Pick this if it was the communal, ritualized cruelty and shocking payoffs that unsettled you; these stories explore small-town violence and sudden, brutal conclusions without relying on paranormal powers.
Sharp Objects
Gillian Flynn
Female protagonist returning to a toxic small town, exploring trauma, secrets, and dark emotional reveals.
Pick this if you wanted the psychological excavation of a damaged female protagonist returning to or confronting a toxic community; expect literary psychological suspense and deep trauma work rather than overt supernatural spectacle.
At a glance
These matches were chosen for specific elements in Carrie: adolescent outsiders and bullying, a close focus on a single protagonist's trauma, and the presence (or moral consequence) of supernatural power. Percentages reflect how many of those dimensions each pick shares.

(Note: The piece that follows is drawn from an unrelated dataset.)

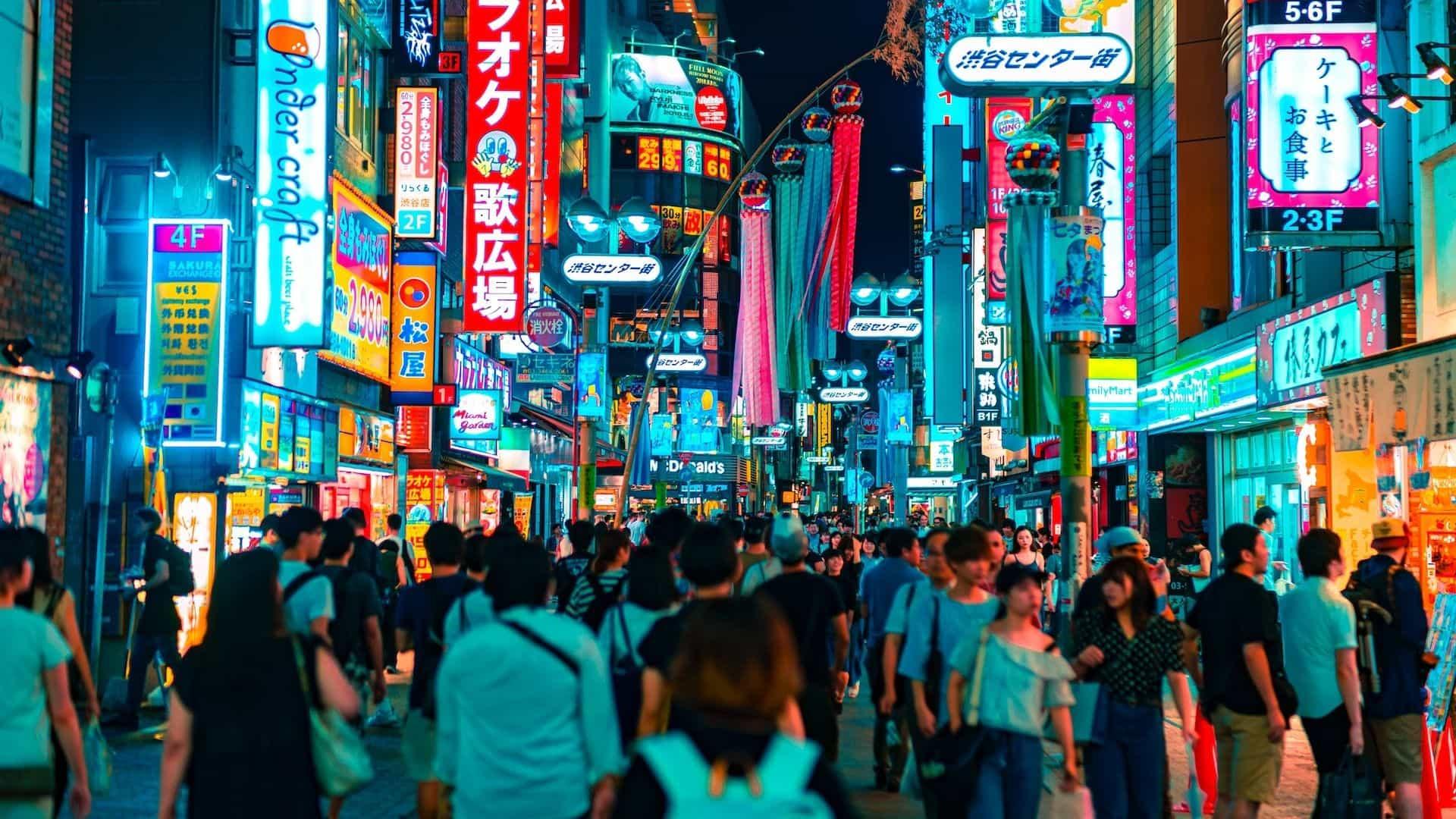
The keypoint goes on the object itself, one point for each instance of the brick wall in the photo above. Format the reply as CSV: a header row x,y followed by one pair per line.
x,y
36,271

| Book | First published | Pages | Closest match on | Match |
|---|---|---|---|---|
The Shining Stephen King | 1977 | 506 | Family-driven isolation | 92% |
Firestarter Stephen King | 1980 | 428 | Psychic child pursued | 90% |
We Have Always Lived in the Castle Shirley Jackson | 1962 | 187 | Small-town malice | 85% |
Let the Right One In John Ajvide Lindqvist | 2004 | 472 | Teen outsiders & bullying | 83% |
The Girl Next Door Jack Ketchum | 1989 | 362 | Expedition-style horror (tone) | 80% |
Odd Thomas Dean Koontz | 2003 | 399 | Light supernatural humor | 78% |
Bird Box Josh Malerman | 2001 | 36 | Victorian-style quest tone | 76% |
The Lottery and Other Stories Shirley Jackson | 2010 | 827 | Communal cruelty in short form | 75% |
Sharp Objects Gillian Flynn | 2006 | 312 | Return to toxic hometown | 73% |
About Carrie
Carrie was Stephen King's first published novel, released in 1974 after an early draft was famously discarded and later retrieved. It established King's recurring themes — small-town dynamics, traumatic adolescence, and supernatural escalation — and launched his career as a writer of contemporary horror.

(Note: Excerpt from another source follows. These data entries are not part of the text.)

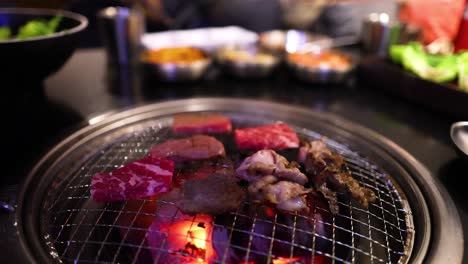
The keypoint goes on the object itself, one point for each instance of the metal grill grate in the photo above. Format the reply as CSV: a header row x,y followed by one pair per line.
x,y
80,230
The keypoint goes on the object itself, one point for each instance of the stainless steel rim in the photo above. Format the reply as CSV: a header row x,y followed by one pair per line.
x,y
435,245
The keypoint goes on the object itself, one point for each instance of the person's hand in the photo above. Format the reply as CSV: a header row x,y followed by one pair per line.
x,y
154,10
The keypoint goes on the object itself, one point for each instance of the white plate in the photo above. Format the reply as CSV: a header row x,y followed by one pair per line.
x,y
208,39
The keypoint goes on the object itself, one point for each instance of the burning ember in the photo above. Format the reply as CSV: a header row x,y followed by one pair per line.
x,y
178,238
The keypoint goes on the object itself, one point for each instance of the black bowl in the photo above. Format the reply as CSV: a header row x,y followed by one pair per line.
x,y
33,59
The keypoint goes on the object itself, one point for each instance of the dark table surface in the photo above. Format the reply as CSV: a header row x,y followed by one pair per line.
x,y
39,115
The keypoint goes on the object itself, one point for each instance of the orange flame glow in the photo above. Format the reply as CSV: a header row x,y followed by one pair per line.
x,y
192,239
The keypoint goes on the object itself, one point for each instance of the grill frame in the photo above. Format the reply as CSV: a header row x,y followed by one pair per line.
x,y
447,247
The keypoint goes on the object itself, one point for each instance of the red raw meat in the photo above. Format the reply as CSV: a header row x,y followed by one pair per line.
x,y
142,178
197,147
201,123
277,137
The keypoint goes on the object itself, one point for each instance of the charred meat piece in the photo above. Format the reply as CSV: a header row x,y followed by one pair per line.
x,y
201,123
286,195
278,136
197,147
268,162
328,175
141,178
215,194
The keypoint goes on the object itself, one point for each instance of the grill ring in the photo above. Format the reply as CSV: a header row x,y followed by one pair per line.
x,y
422,190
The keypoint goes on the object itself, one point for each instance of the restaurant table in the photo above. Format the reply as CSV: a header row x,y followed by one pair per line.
x,y
40,115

Frequently asked questions
What should I read next if I liked Carrie?+
If you want more of King's combination of psychic powers and a young protagonist, Firestarter is the closest follow-up. For similar small-town psychological pressure and isolation without the same supernatural mechanics, consider The Shining or We Have Always Lived in the Castle.

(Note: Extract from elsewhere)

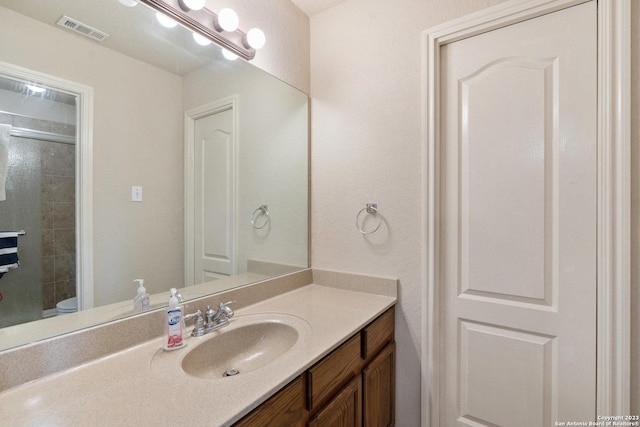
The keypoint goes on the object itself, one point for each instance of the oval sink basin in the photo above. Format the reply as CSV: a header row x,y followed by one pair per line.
x,y
240,348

Are there other Stephen King books that feel like Carrie?+
Yes. The Shining echoes Carrie's family-driven psychological terror and isolation; Firestarter repeats the theme of a young person with dangerous psychic abilities pursued by outside forces. King revisits adolescent trauma and telekinesis across several of his early novels.
Do these books all contain supernatural elements like Carrie?+
Not all. Firestarter, The Shining and Odd Thomas center on supernatural gifts or phenomena. Others on the list, like The Girl Next Door and The Lottery and Other Stories, match Carrie through realistic cruelty and communal violence rather than paranormal power.
Which picks focus most on bullying and peer cruelty?+
The Girl Next Door and The Lottery and Other Stories are the most explicitly concerned with communal or peer-inflicted cruelty. Let the Right One In also explores brutal bullying within a supernatural framework.
More books by Stephen King
Want recommendations based on your own favorites?
BookTwin can match you to books by mood, pacing, themes, and emotional payoff — based on 1 to 5 books you tell it you loved.